I've seen some of my own party up in arms, whil the opportunistic Greens are offering a switch and the SNP ranting as usual about being left out of a rainbow alliance. So I think I have to tell you a little story about my own political journey.

Once upon a time I lived in a Lib Dem controlled council, but I left and since then (in 1997) it returned Liberal Democrat MPs.

Since that time I have worked for the ultimate coalition assembly of all powers in Northern Ireland. I have voted in 2003 on entering a coalition with Labour in the Scottish Parliament. I have been courted by both the SNP and Labour ahead of the 2007 council election with the aim of making deals for a coalition after the outcome and I have now agreed that the Conservative coalition is the best way forward for our country at this time.

Of those last three the first is a mix of First Past the Post and addional member top up, the second was by single transferable vote, the last of course was First Past the Post.

Here's the thing I would love to be back in the situation that Kingston council would have offered and even stronger after Thursday of allowing all the Lib Dem pledges to be inacted. Howvever, in 2003 when I entered the special conference to decide to enter a second partnership agreement I went in with questions. When the main two parties in West Lothian approached me, I had questions that would have needed to be answered. Again over the last few days I have had questions and many of them have been expressed on this blog.

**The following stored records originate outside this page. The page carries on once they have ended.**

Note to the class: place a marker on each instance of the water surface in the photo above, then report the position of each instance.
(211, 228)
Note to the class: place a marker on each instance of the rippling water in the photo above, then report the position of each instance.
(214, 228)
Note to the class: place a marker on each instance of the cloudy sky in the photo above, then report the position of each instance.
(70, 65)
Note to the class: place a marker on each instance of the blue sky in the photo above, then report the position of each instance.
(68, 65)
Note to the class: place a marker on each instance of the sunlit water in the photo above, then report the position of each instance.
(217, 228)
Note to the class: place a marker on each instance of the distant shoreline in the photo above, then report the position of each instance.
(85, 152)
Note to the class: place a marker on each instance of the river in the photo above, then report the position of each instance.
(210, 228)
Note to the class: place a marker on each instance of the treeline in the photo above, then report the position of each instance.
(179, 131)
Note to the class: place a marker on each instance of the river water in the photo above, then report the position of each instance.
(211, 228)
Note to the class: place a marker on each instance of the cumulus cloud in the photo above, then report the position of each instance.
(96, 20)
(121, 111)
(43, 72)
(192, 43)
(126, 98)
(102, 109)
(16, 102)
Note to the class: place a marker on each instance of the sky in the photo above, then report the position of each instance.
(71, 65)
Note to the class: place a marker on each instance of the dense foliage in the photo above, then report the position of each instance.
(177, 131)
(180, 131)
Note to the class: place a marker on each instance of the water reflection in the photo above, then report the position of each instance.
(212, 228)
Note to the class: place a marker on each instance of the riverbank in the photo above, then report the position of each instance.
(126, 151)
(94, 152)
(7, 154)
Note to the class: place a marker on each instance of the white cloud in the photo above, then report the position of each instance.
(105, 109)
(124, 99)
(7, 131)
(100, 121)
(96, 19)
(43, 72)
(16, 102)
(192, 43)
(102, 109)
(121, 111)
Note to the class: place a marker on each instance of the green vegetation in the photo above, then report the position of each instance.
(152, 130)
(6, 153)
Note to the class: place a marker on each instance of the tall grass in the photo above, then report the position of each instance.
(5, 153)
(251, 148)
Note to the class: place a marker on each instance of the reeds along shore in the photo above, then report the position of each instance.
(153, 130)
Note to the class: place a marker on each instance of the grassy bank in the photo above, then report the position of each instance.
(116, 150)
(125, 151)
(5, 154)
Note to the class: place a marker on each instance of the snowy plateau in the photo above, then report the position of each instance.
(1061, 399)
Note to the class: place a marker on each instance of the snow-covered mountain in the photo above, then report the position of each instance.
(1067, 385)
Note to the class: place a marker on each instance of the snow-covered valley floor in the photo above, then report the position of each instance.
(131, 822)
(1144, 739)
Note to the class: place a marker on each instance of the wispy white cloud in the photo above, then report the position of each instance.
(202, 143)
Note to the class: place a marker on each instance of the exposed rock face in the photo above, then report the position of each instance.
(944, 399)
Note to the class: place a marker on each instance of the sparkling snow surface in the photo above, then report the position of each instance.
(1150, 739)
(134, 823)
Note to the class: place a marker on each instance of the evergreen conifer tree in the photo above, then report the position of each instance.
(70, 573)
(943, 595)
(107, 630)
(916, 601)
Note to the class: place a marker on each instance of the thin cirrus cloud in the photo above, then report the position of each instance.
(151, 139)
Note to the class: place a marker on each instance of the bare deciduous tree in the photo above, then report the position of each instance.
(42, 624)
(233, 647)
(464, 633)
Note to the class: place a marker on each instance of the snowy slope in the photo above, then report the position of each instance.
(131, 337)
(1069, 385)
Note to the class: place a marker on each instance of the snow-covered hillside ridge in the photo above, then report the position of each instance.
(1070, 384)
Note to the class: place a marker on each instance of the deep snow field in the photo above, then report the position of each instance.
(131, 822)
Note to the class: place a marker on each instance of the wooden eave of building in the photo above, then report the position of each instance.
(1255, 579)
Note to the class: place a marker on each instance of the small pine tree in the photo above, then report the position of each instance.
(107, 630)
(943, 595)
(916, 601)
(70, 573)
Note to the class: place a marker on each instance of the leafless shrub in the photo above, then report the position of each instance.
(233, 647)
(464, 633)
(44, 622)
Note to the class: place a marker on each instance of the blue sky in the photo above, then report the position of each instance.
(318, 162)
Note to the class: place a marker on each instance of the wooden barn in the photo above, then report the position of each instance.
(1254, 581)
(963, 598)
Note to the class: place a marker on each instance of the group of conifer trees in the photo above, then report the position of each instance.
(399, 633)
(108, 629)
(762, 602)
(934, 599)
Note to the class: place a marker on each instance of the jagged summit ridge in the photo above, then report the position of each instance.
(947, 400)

I don't sit comfortably with the Conservatives, I cut my political teeth fighting them. I know many of my Lib Dem friends feel the same. I lean to the left of our party, I backed Simon Hughes to replace Charles Kennedy for example. I'm very much a social liberal with some economic liberal tendancies.

However, I do believe in electoral reform. I've seen it work in Northern Ireland and in Scotland, where people have to work together to get things done. People who do not always agree with each other all the time on all things. I have seen some combinations in a room to discuss real politics in Northern Ireland that you wouldn't believe if you look at the TV coverage of the time.

If my fellow Lib Dems agree that we need electoral reform to make a truly fair Britain they should know that there will probably never be an opportunity to hold absolute control by any party, including ourselves in some Scottish councils, ever again. In those circumstances it is a matter of who can step up to the plate and agree to get things done.

For those who felt that we should have gone in with Labour and the rest look at how much lack of control Labour had over its own MPs while those discussions were going on. I note that the Guardian and some other commentators have said that the Lib Dems lack discipline, but that has not been seen in the last week, it is Labour who showed they lacked that common purpose.

Look at what I posted earlier of what the Lib Dems have actually acheived. Look also at the things the regressive Conservatives have dropped to enable us to get these things in there. Look at all that Labour only were prepared to do "in principle" they didn't even send the man responsible for the costs to talks, it was all dependent on Darling. Osborne and Laws who are not working together both knew the costs of making deals in the Liberal Conservative talks, the Conservatives were prepared to move towards us and our stand point something that Labour seemed to not want to do in the negotiation team and more tellingly in the wider PLP.

So here it is, the new politics is about working together after the results are in. It doesn't mean that I don't campaign hard against either Labour, the SNP, Tories or others. You don't believe me ask them. They know that I will hold them to task.

But whether in Northern Ireland, West Lothian, Scotland or the UK if you have to work together to get things moving, advancing and rolling along you best do that, or else the people, the banks and whomever will crucify you for merely fiddling while things burn all around you.